Le 14 mars 2017, sous l’impulsion du peuple Maori, le parlement néo-zélandais a adopté un texte reconnaissant la personnalité juridique au fleuve Whanganui http://www.fondation-droit-animal.org/93-nouvelle-zelande-fleuve-devient-sujet-de-droit/
Dès lors, qu’est-ce qui nous empêcherait, aujourd’hui, nous, français, de considérer la nature comme sujet de droit plutôt que de la cantonner dans la catégorie des objets protégés ?
Ici se mesure l’écart entre ceux qui ont une conscience aigüe de la nature et des dangers industriels qui s’exercent sur elle et les transhumanistes plaçant l’individu génétiquement modifié et son immortalité au cœur de leurs préoccupations, pour toujours + de compétitivité.
« Les amérindiens, après l’arrivée des Européens qui ont exterminé 95% de la population, sont devenus des hommes sans monde. Mais ils ont survécu. Ils sont toujours là. Ce sont des populations qui ont appris à vivre dans un monde qui n’est pas le leur. https://lavoiedujaguar.net/Entretien-avec-Eduardo-Viveiros-de
Les Indiens savent se débrouiller dans des conditions appauvries, ce sont des bricoleurs par vocation et par nécessité. Les États nationaux ont envahi leurs territoires traditionnels, et ils bricolent pour détourner ou domestiquer les pressions idéologiques et industrielles.

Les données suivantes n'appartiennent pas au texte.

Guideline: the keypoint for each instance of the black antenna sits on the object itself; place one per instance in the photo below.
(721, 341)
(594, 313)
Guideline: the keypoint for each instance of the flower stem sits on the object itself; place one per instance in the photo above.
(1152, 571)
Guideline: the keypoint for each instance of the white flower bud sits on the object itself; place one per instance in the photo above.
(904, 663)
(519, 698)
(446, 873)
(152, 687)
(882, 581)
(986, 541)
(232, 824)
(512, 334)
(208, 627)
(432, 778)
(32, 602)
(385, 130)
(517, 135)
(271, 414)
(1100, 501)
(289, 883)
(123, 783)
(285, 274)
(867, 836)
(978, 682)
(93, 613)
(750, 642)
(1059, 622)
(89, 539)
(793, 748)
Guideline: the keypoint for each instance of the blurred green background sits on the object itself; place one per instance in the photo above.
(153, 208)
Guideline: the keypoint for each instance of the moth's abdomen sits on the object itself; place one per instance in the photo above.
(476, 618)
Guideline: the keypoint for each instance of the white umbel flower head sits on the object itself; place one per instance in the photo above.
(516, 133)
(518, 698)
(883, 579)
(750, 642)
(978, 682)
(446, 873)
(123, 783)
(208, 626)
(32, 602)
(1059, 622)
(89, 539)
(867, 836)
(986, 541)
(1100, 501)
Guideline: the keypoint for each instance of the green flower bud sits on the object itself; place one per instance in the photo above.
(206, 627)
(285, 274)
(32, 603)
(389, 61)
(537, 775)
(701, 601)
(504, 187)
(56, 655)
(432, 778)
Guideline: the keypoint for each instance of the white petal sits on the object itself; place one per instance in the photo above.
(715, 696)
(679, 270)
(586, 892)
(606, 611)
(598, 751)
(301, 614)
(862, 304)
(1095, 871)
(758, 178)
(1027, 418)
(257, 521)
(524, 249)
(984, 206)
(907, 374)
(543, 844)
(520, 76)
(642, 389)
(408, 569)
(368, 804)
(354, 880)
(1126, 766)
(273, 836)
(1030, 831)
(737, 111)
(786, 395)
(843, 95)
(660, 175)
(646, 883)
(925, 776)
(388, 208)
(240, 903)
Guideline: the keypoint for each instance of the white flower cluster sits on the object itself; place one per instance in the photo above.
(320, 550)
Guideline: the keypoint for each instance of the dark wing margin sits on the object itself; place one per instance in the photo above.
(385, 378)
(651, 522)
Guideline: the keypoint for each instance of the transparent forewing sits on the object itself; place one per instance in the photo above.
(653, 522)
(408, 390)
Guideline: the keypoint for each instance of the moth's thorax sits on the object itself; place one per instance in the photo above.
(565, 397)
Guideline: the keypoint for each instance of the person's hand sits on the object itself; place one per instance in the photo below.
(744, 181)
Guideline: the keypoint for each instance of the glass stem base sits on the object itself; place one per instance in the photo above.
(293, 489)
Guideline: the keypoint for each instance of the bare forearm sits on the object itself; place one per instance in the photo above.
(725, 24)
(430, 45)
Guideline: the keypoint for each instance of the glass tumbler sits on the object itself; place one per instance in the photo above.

Ce sont des peuples vaincus, soumis, mais ils sont irréductibles, comme Astérix et son petit village gaulois. J’emploie le mot « Indien » au sens large, en y incluant les indigènes f’Amazonie, les Maoris de Nouvelle-Zélande,
les Aborigènes, les Inuits, les Samis de Norvège... tous ces peuples qui ne s’identifient pas à des États nationaux, qu’on appelle « minorités indigènes » et qui vivent dans les marges de notre magnifique civilisation chrétienne pétrolière.
L’ONU estime qu’ils seraient 370 millions, soit plus que la population nord-américaine. Ce ne sont donc pas des «minorités» au sens démographique, même s’ils sont éparpillés à travers le monde. Ils ne forment pas un modèle, mais peut-être un exemple pour dépasser le capitalisme.
La gauche doit se repenser profondément si l’on veut mettre en œuvre de vraies politiques sociales et écologiques. Elle est aujourd’hui très divisée entre une gauche progressiste et productiviste, qui reste partenaire du capitalisme,
et une autre gauche qui ne croit ni au Plan ni au Marché. Pour ma part, je penche du côté de cette dernière, et du Peau-Rouge. Plutôt que d’aspirer à un monde techno-magique fait de Google Glass et de machines qui feront tout pour nous, je préfère rêver de vivre comme un Indien »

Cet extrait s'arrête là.